Ze Brisa tritt als Erste ans Mikrofon und hat einen aggressiven Hassbrief an die Globalisierung mitgebracht. Diese beschimpft sie in ihren unterschiedlichen Formen und stellt beängstigende Vergleiche wie den zu einer „Hydra, deren Köpfe man bis in die Ewigkeit abschlagen könnte“ auf. Sie spricht ganz allgemein von der Globalisierung – doch was bedeutet dieses allgegenwärtige Wort eigentlich? Wikipedia definiert es als „den Vorgang, dass internationale Verflechtungen in vielen Bereichen (Wirtschaft, Politik, Kultur, Umwelt, Kommunikation) zunehmen, und zwar zwischen Individuen, Gesellschaften, Institutionen und Staaten.“ Dass es gerade in der Wirtschaft einige Negativ- Beispiele gibt, Ze Brisa nennt hier Primark, dessen Arbeitsbedingungen fragwürdig sind, ist unumstritten. Dass aber doch eine große Chance in der Globalisierung liegt – gerade für Politik und Kultur-, wird deutlich wenn man sich die Zukunftscharta durchliest. 2014 vom Bundesministerium für wirtschaftliche Zusammenarbeit und Entwicklung veröffentlicht, formuliert sie Aufgaben, Anspruch und Verantwortung für EINEWELT. Es wird deutlich, dass wir uns beim Thema Nachhaltigkeit nicht auf Deutschland beschränken können, sondern in einem globalen Kontext handeln müssen. Globalisierung hat also nicht nur negative Seiten, sondern heißt auch, dass alle zusammen etwas für eine bessere Welt tun.

„Ich kann das alles nicht mehr sehen.“

Ze Brisa sagt: „So geht es vielen und überall hört man es, ein weltweites ‚Ich gebe auf‘.“ Sie ist nicht die einzige, die diese Resignation beklagt. Immer wieder hört man davon, dass die ständige Flut an Schreckensnachrichten, die tägliche Berichterstattung über Umweltkatastrophen, Kriege und die Lage der Flüchtlinge uns alle abstumpft und das Entsetzen zum täglichen Begleiter wird.
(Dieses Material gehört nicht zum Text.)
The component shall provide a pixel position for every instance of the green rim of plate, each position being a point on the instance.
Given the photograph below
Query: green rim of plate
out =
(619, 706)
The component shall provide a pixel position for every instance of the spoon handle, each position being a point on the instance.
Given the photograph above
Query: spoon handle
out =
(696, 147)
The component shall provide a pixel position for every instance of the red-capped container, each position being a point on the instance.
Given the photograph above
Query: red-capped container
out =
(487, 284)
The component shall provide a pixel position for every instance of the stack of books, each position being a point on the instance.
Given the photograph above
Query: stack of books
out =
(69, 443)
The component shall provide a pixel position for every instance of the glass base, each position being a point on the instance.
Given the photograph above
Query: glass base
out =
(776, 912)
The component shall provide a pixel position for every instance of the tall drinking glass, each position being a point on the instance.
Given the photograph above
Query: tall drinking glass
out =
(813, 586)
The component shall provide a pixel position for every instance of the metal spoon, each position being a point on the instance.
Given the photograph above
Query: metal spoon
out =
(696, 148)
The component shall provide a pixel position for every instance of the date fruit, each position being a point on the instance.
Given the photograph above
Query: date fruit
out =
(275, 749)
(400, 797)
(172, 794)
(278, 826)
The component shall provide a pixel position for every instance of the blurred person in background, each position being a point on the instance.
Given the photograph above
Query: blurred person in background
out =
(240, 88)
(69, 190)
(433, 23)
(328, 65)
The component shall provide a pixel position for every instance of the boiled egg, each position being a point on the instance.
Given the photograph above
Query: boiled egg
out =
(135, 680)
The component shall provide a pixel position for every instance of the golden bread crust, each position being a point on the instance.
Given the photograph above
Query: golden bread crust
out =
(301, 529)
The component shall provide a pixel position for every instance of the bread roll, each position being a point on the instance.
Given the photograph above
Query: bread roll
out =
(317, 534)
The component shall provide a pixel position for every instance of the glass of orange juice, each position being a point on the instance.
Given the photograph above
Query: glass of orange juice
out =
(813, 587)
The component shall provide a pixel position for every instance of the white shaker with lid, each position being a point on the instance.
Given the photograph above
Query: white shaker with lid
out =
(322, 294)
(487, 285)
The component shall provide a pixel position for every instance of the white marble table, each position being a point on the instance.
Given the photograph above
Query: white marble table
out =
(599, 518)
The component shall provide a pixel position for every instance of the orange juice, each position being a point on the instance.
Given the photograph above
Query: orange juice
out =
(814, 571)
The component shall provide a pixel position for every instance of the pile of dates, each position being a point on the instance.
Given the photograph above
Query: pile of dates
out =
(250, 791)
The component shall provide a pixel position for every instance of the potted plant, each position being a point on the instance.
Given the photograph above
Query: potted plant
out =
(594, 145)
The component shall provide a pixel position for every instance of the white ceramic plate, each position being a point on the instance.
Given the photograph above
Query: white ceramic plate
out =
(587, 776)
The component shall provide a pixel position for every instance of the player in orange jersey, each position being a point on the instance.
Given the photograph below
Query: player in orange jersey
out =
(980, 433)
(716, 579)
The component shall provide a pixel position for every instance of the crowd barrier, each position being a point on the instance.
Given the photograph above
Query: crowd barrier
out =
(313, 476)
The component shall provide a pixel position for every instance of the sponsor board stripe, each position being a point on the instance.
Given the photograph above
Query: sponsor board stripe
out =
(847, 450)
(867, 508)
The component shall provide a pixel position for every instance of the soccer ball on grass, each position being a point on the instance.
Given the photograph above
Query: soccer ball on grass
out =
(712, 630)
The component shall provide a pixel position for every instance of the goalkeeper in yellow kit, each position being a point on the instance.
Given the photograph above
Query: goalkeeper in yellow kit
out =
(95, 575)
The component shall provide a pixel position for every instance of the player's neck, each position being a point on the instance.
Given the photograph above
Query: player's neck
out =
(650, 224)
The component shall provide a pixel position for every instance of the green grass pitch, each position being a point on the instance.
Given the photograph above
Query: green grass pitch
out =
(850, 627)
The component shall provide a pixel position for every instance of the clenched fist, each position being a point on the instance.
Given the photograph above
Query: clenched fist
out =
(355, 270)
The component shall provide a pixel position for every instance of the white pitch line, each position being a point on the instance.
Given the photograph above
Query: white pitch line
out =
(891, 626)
Davon ist auf dem Jugendnachhaltigkeitskongress in Jena allerdings nichts zu spüren. Unter den Schüler*innen herrscht Tatendrang, sie wollten ihre Chance nutzen der Politik zu sagen was ihnen wichtig ist. In den Workshops wird konzentriert gearbeitet und eine Menge Forderungen stehen zur Debatte. Herausgekommen ist die Jugend-Nachhaltigkeitsagenda Thüringen, in der 8 konkrete, von den Jugendlichen ausgewählte, Forderungen formuliert wurden. Ganz besonders engagiert sind die vier Vertreter*innen in der Diskussion mit dem Ministerpräsidenten und Staatsekretär Silberhorn am Ende der Politikarena. Sie wollen unbedingt gehört werden! Auch bei der Erarbeitung der Zukunftscharta setzte das Ministerium auf Dialog. Viele Bürger*innen nahmen die Möglichkeit wahr und brachten ihre Ideen mit ein. Auch Jena und die Jugendlichen aus Thüringen zeigen heute deutlich, dass sie möglicher Resignation ihr Interesse und Engagement entgegensetzen können und zusammen für eine nachhaltigere Welt eintreten.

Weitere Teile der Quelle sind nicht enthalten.